Thank you for clarifying. Regards -- Anass Sedrati (talk) 09:43, 1 February 2021 (UTC)[reply]

Hi Anass Sedrati, Thanks for joining the conversation. Please feel free to add your feedback here. I am watching the Meta pages for feedback and will collect feedback for the weekly reports. Best, JKoerner (WMF) (talk) 12:57, 1 February 2021 (UTC)[reply]
Hello Jackie and thank you for your answer. So if I understand well, if I have a new idea/suggestion, I will add it in this talk page and it will be collected in the weekly reports. Did I understand well? If not please correct me.
That's my understanding from reading the page. –SJ talk 
Giving this understanding, is there any reason why the suggestions given by the board are given more priority and visibility than these that can emerge from community members? Especially that there was no mention or call to share ideas and suggestions until today (where community is almost "obliged" to choose between a pre-chosen set of choices)? Thank you again for the clarifications. Best. -- Anass Sedrati (talk) 17:32, 1 February 2021 (UTC)[reply]
Hi Anass! I share your questions - it would be helpful to have a refactoring cycle through which everyone can share new ideas, refactor or clarifying ones, and see the most popular or representative ones proposed so far. –SJ talk  21:57, 1 February 2021 (UTC)[reply]
Anass Sedrati, SJ, what about this: new ideas are proposed in this Talk page, only to ensure that they are within the scope of the call for feedback and sensible (a sanity check). Then the ideas that pass this check can be listed in the main page, in their own section in order to differentiate ideas discussed within the Board from those that have a different origin. There will be other details to figure out but the principle remains: "Other ideas coming from the call for feedback could be considered as well." Please bring these ideas to the table. Qgil-WMF (talk) 23:46, 1 February 2021 (UTC)[reply]
Hello Quim and thank you for your answer and clarifications. I think that your alternative is a good one, as I can also understand that not all ideas might need to be highlighted, depending on the context. I will do so that I will add a new idea in a separate section in the talk, and we see where it will lead us :) Thank you again for the clarifications. Best -- Anass Sedrati (talk) 08:03, 2 February 2021 (UTC)[reply]
@Anass Sedrati Our team has discussed the process for your idea about Regional Seats and others to come.
  • We will create a section "Ideas from the community" under "Ideas discussed within the Board"
  • We will edit the navigation template to show separate "Board ideas" and "Community ideas"
  • Community ideas will be posted here first, and will go through a basic sanity check.
  • Those accepted will be listed in these sections
  • Each new idea will have their own subpage with an attribution at the top identifying the author(s) of the idea, to differentiate these ideas visible from the ones brought by the Board.
  • Our facilitators and our reports will process feedback about community ideas and feedback about Board ideas equally.
Tomorrow in the GMT morning we will proceed with these changes and the publication of your idea about Regional Seats. Thank you for your contribution, and your patience betatesting this process. Qgil-WMF (talk) 22:34, 3 February 2021 (UTC)[reply]
@Quim, I have now created a new page for the idea of regional seats. Please go through it, and it you find it satisfactory, you can proceed and create the section related to community ideas, and link the idea there. Hopefully, other ideas can emerge soon. Thank you for the support. -- Anass Sedrati (talk) 11:33, 5 February 2021 (UTC)[reply]
@Anass Sedrati Thank you! I will proceed with the rest if changes in the next couple of hours or so. Qgil-WMF (talk) 11:56, 5 February 2021 (UTC)[reply]

Single transferable vote

Comment by BethNaught moved to Talk:Wikimedia Foundation Board of Trustees/Call for feedback: Community Board seats/Ranked voting system. Qgil-WMF (talk) 11:28, 4 February 2021 (UTC)[reply]
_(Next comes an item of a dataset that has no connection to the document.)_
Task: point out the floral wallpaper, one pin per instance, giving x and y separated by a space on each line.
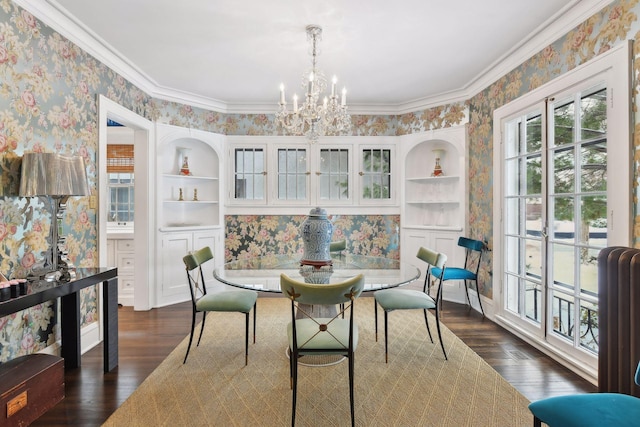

Overviews, discussion, and refactoring

  • What's the idea for capturing discussions per topic? One talk page per idea, or one section per idea here, with subsections?
  • What about an overview of the summaries of each idea? I created an overview page transcluding all of the individual idea pages; if you have a better approach, feel free to refactor that or make something new.
  • It seems that facilitators will try to summarize / refactor discussion. Any other thoughts on how to make refactoring fast, iterative, useful? A catalog of links to places where discussions are happening would be welcome. When contributions are on-wiki, commenters can quickly get feedback on where their input sits in an overall conversation, so that they can clarify, refine, or find related places to contribute. [peer synthesis around feedback loops, rather than many parallel comments w/o immediate feedback, can be encouraging.]

SJ talk  22:19, 1 February 2021 (UTC)[reply]

  • Hi SJ, the idea is to keep single-topic discussions in their own pages. While having everything in one place might look like a better solution for dedicates volunteers with enough time to follow everything, these are probably a minority compared to the rest of interested participants. We are promoting this call for feedback in multiple channels and we are doing our best to involve volunteers who usually don't participate in governance discussions (and rarely discuss on Meta). It is likely that most volunteers will be more interested in some topics than in others. Focusing conversations helps people with limited time watching the pages they are most interested about.
  • Thank you for your transclusions page. If people find it useful, we can integrate it.
  • I think we are already working on this "catalog" that you describe? Conversations and meetings are announced in the Conversations page. They result in Reports for each conversation/meeting. The weekly report captures and links to the highlights of the past 7 days. The main report is capturing the most relevant information of all this activity. Meanwhile, each idea page offers a summary of the ongoing conversation too, for those who mostly care about some of these ideas.
Qgil-WMF (talk) 00:12, 2 February 2021 (UTC)[reply]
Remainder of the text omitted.